帆布技術を改良した工楽松右衛門の立像や加古川水運にまつわる絵馬など、境内にはこの地域の歴史や文化に触れることができる場所もあります。
また、拝殿のそばには神主自らが立ち上げたコーヒースタンドがあるそうなので、ぜひこだわりのコーヒーを楽しみながらゆっくりと境内を歩いてみてください。
周辺観光スポット
さいごに、高砂神社の周辺観光スポットについてご紹介していきたいと思います。
高砂のまち並み
高砂神社のある高砂市内には、歴史ある建物や景観を保存している場所が散見されます。
神社の境内にも像がある工楽松右衛門の邸宅であった「工楽松右衛門旧宅 (工楽家旧宅)」や、江戸時代に建てられた「申義堂」、材木問屋の隠居邸として建てられた「大崎家住宅」など、歴史ある建物を巡りながらまちを散策するのも良いですね。
製糸会社に勤める外国人技師のために明治時代に建てられた木造洋館である「魚町倶楽部」や昭和レトロを感じる銭湯「梅ヶ枝湯」もフォトスポットとして人気です。
生石神社
パワースポットとして全国的にも知られる生石神社。
神社の裏手にある「石の宝殿」は「浮石」とも呼ばれ、水に浮いているように見える不思議な石造物。

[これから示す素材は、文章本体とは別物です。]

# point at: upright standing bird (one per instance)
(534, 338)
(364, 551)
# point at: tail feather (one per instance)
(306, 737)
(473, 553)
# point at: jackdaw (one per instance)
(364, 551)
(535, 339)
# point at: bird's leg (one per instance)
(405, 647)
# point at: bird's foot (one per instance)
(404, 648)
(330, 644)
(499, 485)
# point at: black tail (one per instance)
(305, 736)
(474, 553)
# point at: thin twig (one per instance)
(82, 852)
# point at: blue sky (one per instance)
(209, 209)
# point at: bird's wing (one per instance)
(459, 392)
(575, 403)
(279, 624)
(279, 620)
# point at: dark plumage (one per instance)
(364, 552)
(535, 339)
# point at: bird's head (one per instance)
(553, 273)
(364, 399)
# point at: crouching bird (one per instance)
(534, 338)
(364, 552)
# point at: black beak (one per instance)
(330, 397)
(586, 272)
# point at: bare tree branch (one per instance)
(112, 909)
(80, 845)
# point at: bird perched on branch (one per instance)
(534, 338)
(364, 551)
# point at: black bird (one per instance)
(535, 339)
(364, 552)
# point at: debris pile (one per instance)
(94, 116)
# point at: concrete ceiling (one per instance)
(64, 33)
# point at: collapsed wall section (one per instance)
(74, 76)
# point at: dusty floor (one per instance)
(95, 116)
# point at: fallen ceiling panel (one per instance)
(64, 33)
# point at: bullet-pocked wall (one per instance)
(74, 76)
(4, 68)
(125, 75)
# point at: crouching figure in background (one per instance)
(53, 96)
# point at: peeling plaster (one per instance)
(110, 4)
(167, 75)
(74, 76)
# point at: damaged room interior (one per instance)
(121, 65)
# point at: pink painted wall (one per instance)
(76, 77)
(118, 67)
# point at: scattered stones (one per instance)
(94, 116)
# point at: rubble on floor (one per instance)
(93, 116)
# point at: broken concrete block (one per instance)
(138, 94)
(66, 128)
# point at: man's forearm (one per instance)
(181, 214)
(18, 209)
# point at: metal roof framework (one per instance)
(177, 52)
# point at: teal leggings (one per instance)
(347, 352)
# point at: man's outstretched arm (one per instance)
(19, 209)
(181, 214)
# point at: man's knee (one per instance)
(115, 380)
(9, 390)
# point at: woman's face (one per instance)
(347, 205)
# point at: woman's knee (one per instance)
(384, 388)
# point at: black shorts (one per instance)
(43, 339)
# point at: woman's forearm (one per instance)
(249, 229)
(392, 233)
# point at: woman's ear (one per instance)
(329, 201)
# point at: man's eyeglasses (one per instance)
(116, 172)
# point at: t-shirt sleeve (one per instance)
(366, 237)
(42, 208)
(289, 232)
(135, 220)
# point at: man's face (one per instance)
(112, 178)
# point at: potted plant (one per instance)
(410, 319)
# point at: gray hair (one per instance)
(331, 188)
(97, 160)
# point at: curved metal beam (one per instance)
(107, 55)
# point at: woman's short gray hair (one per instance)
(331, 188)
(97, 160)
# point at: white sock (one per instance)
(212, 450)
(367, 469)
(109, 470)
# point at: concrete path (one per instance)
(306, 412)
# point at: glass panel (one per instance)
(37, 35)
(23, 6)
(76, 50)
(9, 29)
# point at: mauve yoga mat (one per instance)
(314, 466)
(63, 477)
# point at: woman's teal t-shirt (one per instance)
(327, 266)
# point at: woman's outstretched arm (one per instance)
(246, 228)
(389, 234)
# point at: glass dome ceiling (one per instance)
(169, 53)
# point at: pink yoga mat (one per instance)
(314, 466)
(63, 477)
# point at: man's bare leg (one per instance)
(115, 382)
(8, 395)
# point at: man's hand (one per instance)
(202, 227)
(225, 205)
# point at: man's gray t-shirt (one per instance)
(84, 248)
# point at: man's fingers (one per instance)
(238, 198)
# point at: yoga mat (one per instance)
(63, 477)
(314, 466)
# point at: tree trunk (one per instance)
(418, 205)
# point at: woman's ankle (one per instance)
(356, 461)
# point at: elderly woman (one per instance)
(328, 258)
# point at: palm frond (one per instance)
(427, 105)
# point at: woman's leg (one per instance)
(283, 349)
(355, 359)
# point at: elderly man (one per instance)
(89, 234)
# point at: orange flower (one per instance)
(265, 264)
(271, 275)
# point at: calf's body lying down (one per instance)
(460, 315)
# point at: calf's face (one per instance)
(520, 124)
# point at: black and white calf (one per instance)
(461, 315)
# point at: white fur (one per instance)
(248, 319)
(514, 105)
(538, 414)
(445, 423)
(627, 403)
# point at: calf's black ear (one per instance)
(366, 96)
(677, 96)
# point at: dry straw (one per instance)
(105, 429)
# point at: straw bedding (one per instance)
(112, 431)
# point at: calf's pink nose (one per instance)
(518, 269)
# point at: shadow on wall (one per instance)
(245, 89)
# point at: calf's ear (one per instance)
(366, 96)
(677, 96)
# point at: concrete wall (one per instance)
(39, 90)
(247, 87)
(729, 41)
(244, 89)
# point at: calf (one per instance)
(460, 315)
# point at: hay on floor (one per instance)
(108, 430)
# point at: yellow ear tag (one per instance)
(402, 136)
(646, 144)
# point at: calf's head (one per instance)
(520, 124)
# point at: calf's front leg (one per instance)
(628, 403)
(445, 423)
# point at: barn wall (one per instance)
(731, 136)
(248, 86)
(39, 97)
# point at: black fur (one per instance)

この「浮石」は仙台塩釜神社の塩釜や宮崎県霧島神社の天逆鉾と並ぶ日本三奇のひとつとされています。
十輪寺
9世紀に弘法大師によって創建されたお寺。
のちに法然上人が中興した際に浄土宗に転宗したとされており、境内には国の重要文化財である「絹本着色五仏尊像」や豊臣秀吉による朝鮮出兵で亡くなった水主の供養のための高麗仏などがあります。
鹿嶋神社
国分寺の東院として建立された大日寺の鎮護のために素王権された鹿嶋神社。
歴代の姫路城主にも篤く信仰された軍神・武神の神様です。
現在は「一願成就の神」として親しまれ、合格祈願に訪れる参拝客も多いそうです。
高砂海浜公園・向島公園
白砂青松の美しい景色が広がる高砂の海。
海辺をゆっくりと散策するのも良いですし、夏には海水浴やマリンスポーツも人気です。
日笠山
少し足を延ばして日笠山でハイキングを楽しむのもおすすめ。
天気が良い日は淡路島や家嶋など播磨灘の島々も一望することができます。
春には一面に桜が咲き誇るお花見スポットとして知られているほか、秋の紅葉も美しい場所です。
まとめ
高砂神社の歴史や見どころ、周辺観光スポットについてご紹介しました。
結婚式やお祝い事などで唄われることが多い謡曲「高砂」ゆかりの場所である高砂神社。
境内には「尉と姥」の伝説がある「相生の松」があり、縁結びや長寿にご利益があるとされています。
周囲には美しい高砂の海岸や歴史ある街並み、神社仏閣などが点在していますので、そちらもあわせて訪れてみてください。